PlanRadar’s approach to enabling cooperation and the sharing of project information was to build a single cooperation platform for the broadest possible range of uses. Petković says their clients include developers and contractors but even suppliers, building managers and landlords. Basically, any stakeholder that needs to keep track of building data. “We’re offering a platform not a point solution,” he explains. “We offer a platform which can be easy easily integrated with all the other platforms.”
At the heart of its product is a digital ‘picture’ of the real estate that’s uploaded into the PlanRadar cloud-based application. That can come in the form of a 3D BIM model, but also a 2D blueprint, a LIDAR scan or just a photo of the space. Once that’s in the system, anyone installing, inspecting or repairing something in the building can use their smart phone to document the work — or to create a ticket.

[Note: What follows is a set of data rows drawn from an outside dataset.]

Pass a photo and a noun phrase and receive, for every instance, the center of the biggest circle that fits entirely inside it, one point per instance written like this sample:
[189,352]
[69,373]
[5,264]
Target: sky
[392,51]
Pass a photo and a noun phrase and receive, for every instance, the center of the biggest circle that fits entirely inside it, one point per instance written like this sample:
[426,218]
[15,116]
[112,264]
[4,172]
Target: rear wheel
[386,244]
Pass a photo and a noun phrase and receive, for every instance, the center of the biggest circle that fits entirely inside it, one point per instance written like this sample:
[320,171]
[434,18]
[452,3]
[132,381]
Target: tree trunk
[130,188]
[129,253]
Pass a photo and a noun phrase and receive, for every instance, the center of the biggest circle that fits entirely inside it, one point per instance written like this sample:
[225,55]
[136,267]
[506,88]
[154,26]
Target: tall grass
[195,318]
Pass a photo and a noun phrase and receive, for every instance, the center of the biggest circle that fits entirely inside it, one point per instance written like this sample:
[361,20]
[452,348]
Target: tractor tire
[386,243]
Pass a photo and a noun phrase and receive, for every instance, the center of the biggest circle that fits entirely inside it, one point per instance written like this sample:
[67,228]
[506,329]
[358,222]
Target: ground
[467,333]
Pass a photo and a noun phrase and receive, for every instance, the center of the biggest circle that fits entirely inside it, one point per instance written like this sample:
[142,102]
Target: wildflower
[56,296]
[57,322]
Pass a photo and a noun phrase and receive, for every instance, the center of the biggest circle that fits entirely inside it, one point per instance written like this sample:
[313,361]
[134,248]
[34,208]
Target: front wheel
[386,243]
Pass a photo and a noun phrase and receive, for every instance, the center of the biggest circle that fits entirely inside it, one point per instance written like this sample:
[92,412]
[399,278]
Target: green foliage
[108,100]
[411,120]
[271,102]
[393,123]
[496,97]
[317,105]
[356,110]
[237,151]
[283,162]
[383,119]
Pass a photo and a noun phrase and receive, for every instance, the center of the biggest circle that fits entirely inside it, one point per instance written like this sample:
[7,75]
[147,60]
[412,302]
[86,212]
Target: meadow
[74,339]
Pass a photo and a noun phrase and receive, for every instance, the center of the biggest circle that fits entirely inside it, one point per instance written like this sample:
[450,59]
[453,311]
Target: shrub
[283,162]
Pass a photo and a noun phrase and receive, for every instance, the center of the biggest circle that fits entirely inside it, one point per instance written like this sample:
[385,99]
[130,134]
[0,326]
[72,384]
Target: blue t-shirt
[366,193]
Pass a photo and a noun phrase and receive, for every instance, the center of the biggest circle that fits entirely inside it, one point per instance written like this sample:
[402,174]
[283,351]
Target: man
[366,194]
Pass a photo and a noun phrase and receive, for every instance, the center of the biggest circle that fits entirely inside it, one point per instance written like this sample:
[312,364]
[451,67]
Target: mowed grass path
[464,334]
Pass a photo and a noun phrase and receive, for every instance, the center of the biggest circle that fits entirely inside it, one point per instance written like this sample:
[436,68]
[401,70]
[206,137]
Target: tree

“The system can be customized easily based on the use cases needed by each customer,” Petković explains. “If it’s a general contractor, he can use it to manage subcontractors or to coordinate site inspections and to make sure they have all the documentation on site. Facility managers use it to track the issues involved managing the property.”
He gives the case of a specific window that’s to be used in a certain room. All that has to happen is that someone (a supplier or project manager for example) has to attach its specs and serial number to the picture of it in PlanRadar’s application. After that, any sort of data can be added to it, including the vendor, warranty information or simply who installed it and when. Using their mobile phones, inspectors can tag it during a physical inspection, list any problems detected and upload a picture as evidence. Property managers will have all the necessary information immediately available if it has to be replaced. And developers or landlords can use it to complete any ESG documentation that’s needed.
Ironically, if there’s pushback from new, more transparent approaches to managing projects, it’s because construction projects are inherently risky. Small mistakes in communication can have enormous financial consequences. Any open and centralized system for logging data will make it far trickier to cover one’s tracks. But the opposite is true as well. “We’ve had many projects where the general contractor was scared, because the investor forced them to use it,” says Petković. “Ultimately, they saw that this transparency was better for them because it was safer for them. Because there was a clear track record of what they did.”
Petković says PlanRadar now has more than 400 employees based permanently in 16 countries, including most of Central Europe. This helps build confidence that local companies are using the product, and that there will be support staff capable of setting up the system and automatic reporting.